A hickey, often called a love bite, is medically defined as a superficial bruise resulting from focused suction pressure on the skin. The intense negative pressure causes the smallest blood vessels, the capillaries, to rupture just beneath the surface. This creates a small collection of blood, or hematoma, which appears as the characteristic dark mark. While most hickeys are harmless, serious, life-threatening outcomes are exceedingly rare. These rare complications stem from the injury’s proximity to major blood vessels in the neck.
The Biological Reality of a Hickey
The visible mark of a hickey is the direct result of mechanical trauma to the microvasculature. Capillaries are the smallest and most fragile blood vessels, located close to the skin’s surface. The suction creates a vacuum that pulls the skin and underlying tissue, causing these delicate vessels to break. Blood leaks out of the damaged capillaries and pools in the surrounding connective tissue, forming a localized bruise.
The color changes observed as a hickey heals are a visual timeline of the body’s natural cleanup process. Initially, the mark appears red or dark purple due to blood pooling under the skin. Over days, specialized cells begin breaking down hemoglobin, the protein in red blood cells that carries oxygen. This breakdown converts the pooled blood products into pigments like biliverdin and bilirubin, causing the bruise to transition through shades of green, yellow, and brown before fading.
How a Hickey Could Cause Serious Harm
The mechanism by which a hickey could cause severe damage is through injury to the major arteries in the neck. The carotid arteries, which supply blood to the brain, run along the side of the neck close to the surface. Extreme or prolonged suction, especially when applied vigorously and directly over the artery, can cause trauma to the vessel wall. This trauma can lead to Carotid Artery Dissection (CAD).
Artery walls are composed of three distinct layers. A dissection occurs when a small tear forms in the innermost layer, allowing blood to flow between the inner and outer layers, forcing them apart. This separation can significantly narrow the central channel, or lumen, through which blood flows to the brain. More concerning, the injury site can also become a focal point for the formation of a blood clot, known as thrombosis.

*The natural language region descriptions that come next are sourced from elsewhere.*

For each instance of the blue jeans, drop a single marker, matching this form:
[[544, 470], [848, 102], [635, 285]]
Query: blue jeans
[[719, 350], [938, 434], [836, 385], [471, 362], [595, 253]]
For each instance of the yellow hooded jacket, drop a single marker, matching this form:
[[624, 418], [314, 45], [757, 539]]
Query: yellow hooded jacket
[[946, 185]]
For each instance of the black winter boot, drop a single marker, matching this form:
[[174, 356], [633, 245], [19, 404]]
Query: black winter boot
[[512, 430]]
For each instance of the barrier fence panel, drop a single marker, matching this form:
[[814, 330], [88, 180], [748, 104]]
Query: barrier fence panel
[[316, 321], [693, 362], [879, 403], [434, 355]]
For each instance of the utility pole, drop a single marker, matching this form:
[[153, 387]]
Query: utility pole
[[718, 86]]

If a blood clot forms at the site of the dissection, it can impede blood flow. A piece of the clot can break off and travel upstream (an embolus). If this embolus travels to the brain, it can block a cerebral artery, interrupting the blood supply to a portion of the brain. This results in an ischemic stroke, or Cerebrovascular Accident. While exceptionally rare, this sequence is the single plausible pathway for a hickey to result in a life-threatening complication, often requiring some underlying vulnerability in the vessel wall.

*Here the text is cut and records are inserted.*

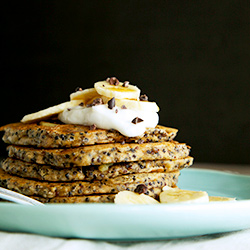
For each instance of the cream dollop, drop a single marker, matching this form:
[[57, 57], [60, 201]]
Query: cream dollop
[[116, 118]]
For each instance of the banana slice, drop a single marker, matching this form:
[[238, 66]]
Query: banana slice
[[128, 197], [86, 95], [219, 198], [45, 113], [135, 105], [119, 92], [176, 195]]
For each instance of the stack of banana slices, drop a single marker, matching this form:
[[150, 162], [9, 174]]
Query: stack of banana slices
[[78, 151]]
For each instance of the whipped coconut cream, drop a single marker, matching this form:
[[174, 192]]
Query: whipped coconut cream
[[116, 118]]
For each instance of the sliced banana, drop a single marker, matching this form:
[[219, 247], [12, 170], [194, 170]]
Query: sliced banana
[[219, 198], [119, 92], [45, 113], [128, 197], [176, 195], [134, 104], [86, 95]]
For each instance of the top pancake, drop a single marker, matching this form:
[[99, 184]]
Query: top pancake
[[54, 135]]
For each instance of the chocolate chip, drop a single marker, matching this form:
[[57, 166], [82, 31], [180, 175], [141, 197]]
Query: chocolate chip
[[125, 84], [78, 89], [97, 101], [111, 103], [136, 120], [140, 141], [141, 189], [92, 127], [143, 98], [112, 81]]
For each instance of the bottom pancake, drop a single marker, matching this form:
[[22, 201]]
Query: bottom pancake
[[78, 188]]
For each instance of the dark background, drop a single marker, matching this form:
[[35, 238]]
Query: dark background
[[192, 57]]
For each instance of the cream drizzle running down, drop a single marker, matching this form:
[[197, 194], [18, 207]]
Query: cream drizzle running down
[[116, 118]]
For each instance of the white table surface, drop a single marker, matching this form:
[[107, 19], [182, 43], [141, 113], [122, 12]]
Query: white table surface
[[234, 240]]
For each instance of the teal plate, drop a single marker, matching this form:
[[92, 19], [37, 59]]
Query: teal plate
[[141, 222]]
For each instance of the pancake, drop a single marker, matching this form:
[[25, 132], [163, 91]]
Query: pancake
[[102, 198], [100, 154], [90, 173], [50, 190], [53, 135]]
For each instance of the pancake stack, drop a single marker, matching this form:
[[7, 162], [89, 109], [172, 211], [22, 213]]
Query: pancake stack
[[65, 163]]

When to Seek Medical Attention
While the risk of stroke from a hickey is extremely low, it is important to recognize the warning signs of a potential carotid artery complication. Any individual who has received a hickey and subsequently experiences sudden, severe symptoms requires immediate emergency medical attention. The primary concern is the onset of neurological symptoms, which indicate a disruption of blood flow to the brain.
Symptoms requiring immediate evaluation include sudden weakness or paralysis affecting one side of the body (face, arm, or leg). Other red flags are difficulty speaking, slurred speech (aphasia), or sudden confusion. A severe, distinct headache that feels different from any previous headache, sudden vision changes, or an abrupt loss of balance also signal an emergency. Severe and persistent localized pain or swelling in the neck that does not dissipate should prompt a medical visit, as this could be an early sign of dissection.